Monday, March 18, 2013

Are Other Countries ‘Better Off’ When it Comes to Gluten?


The grass often seems greener on the other side of the fence, but in this case I think it’s no exaggeration when referring to ‘Down Under’. I don’t cite this example to depress anyone, but rather to empower you and all of us who are gluten intolerant to continue to fight, to continue to push and to continue to enlighten and educate.

Here’s the story:

About 12 years ago, a patient traveled to Australia on her honeymoon. She arrived at the hotel after a very long flight from California and was hungry. She called room service and when the very kind voice at the other end of the phone asked her “What would you like to eat” she responded, albeit a bit crankily, “What I would like and what you can give me are two different things. I’d really love a sandwich but I am gluten intolerant.” To which the lovely voice replied, “Would you like your gluten–free bread with raisins or without.”

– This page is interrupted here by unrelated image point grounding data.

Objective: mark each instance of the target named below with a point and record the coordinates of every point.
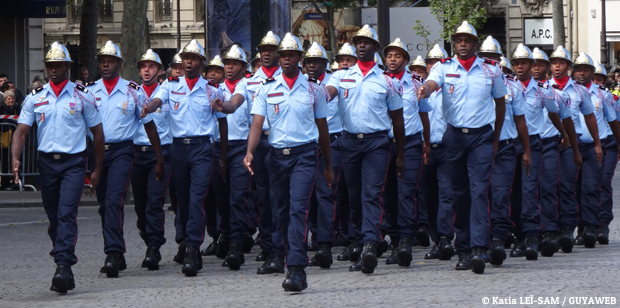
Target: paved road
(26, 270)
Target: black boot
(603, 234)
(404, 252)
(295, 279)
(63, 279)
(151, 259)
(323, 255)
(531, 248)
(498, 252)
(235, 257)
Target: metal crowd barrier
(29, 168)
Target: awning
(33, 9)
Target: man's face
(539, 70)
(315, 67)
(395, 61)
(149, 71)
(268, 56)
(192, 64)
(215, 74)
(233, 69)
(464, 45)
(583, 73)
(109, 66)
(559, 68)
(346, 61)
(57, 71)
(365, 48)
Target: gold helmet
(347, 50)
(561, 53)
(269, 40)
(540, 55)
(397, 44)
(235, 53)
(193, 47)
(216, 61)
(110, 49)
(505, 63)
(466, 28)
(584, 59)
(522, 52)
(418, 61)
(600, 70)
(290, 42)
(368, 32)
(436, 52)
(316, 51)
(491, 45)
(150, 55)
(57, 53)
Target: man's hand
(217, 104)
(527, 162)
(329, 177)
(247, 162)
(223, 169)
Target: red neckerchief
(231, 84)
(365, 66)
(191, 82)
(149, 89)
(110, 84)
(467, 63)
(290, 81)
(270, 71)
(58, 87)
(562, 81)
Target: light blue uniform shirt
(515, 106)
(120, 110)
(60, 131)
(468, 95)
(291, 113)
(161, 121)
(248, 86)
(364, 102)
(191, 114)
(435, 117)
(579, 101)
(411, 107)
(333, 119)
(238, 127)
(603, 111)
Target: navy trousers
(525, 198)
(233, 195)
(436, 194)
(365, 162)
(192, 165)
(62, 180)
(611, 161)
(549, 179)
(292, 178)
(469, 154)
(113, 182)
(502, 176)
(149, 195)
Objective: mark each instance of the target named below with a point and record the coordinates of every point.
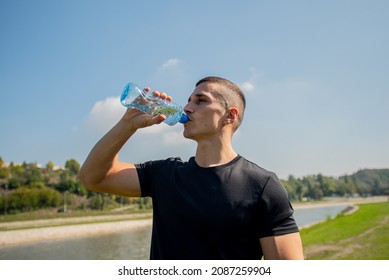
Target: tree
(72, 166)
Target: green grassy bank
(362, 235)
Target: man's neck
(211, 154)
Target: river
(128, 245)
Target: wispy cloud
(250, 84)
(170, 63)
(106, 113)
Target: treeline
(366, 182)
(28, 186)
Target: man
(218, 205)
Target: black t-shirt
(213, 213)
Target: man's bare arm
(283, 247)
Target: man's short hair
(233, 96)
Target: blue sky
(314, 74)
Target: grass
(362, 235)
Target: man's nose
(188, 109)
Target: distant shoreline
(34, 235)
(90, 226)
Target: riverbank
(23, 232)
(361, 236)
(17, 233)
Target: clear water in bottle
(137, 98)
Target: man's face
(206, 112)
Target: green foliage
(64, 180)
(362, 183)
(363, 235)
(29, 198)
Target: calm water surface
(128, 245)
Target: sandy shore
(16, 233)
(32, 235)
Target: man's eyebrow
(200, 94)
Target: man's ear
(232, 115)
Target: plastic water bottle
(139, 99)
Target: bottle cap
(184, 118)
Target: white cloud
(105, 114)
(247, 86)
(170, 63)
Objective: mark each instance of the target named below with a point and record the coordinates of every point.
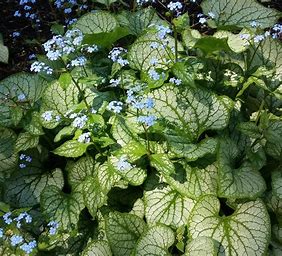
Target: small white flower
(115, 82)
(163, 31)
(254, 24)
(175, 7)
(92, 48)
(123, 164)
(22, 156)
(47, 115)
(78, 62)
(245, 36)
(153, 74)
(22, 165)
(28, 159)
(211, 15)
(79, 122)
(258, 38)
(84, 138)
(154, 61)
(7, 219)
(174, 80)
(53, 227)
(115, 106)
(147, 120)
(16, 239)
(202, 20)
(21, 97)
(154, 45)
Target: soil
(33, 34)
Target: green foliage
(4, 51)
(240, 13)
(148, 138)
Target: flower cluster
(147, 120)
(25, 216)
(26, 159)
(175, 81)
(141, 103)
(115, 106)
(175, 7)
(26, 6)
(17, 239)
(78, 62)
(123, 164)
(163, 31)
(53, 225)
(28, 247)
(84, 137)
(59, 45)
(48, 116)
(38, 66)
(115, 55)
(7, 218)
(79, 120)
(141, 2)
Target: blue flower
(28, 247)
(7, 218)
(16, 239)
(147, 120)
(53, 227)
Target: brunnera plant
(142, 136)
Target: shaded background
(35, 32)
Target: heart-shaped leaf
(25, 141)
(25, 186)
(19, 91)
(192, 110)
(203, 246)
(97, 248)
(59, 101)
(241, 182)
(8, 159)
(72, 148)
(123, 230)
(155, 242)
(245, 232)
(96, 22)
(142, 52)
(61, 207)
(191, 182)
(240, 13)
(167, 206)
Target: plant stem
(175, 43)
(81, 92)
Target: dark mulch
(33, 35)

Needless to say my patient was very happy during her stay in Australia. Apparently there was a delicious bakery across the street that baked the bread and several other goodies. When she returned home to California, however, her comment to me was: “We live in the wrong country!” Twelve years ago there was ‘slim pickings’ when it came to bread and I too was impressed with her Australian experience.

Fast forward to present time and I just heard from a family who had recently moved to Australia (near Perth). They happily reported that eating gluten-free is truly a ‘breeze’ in Australia. Apparently regular grocery stores have a lot to offer and better yet, they have found the school system and day-care facilities to be extremely understanding and supportive of their gluten-free diet.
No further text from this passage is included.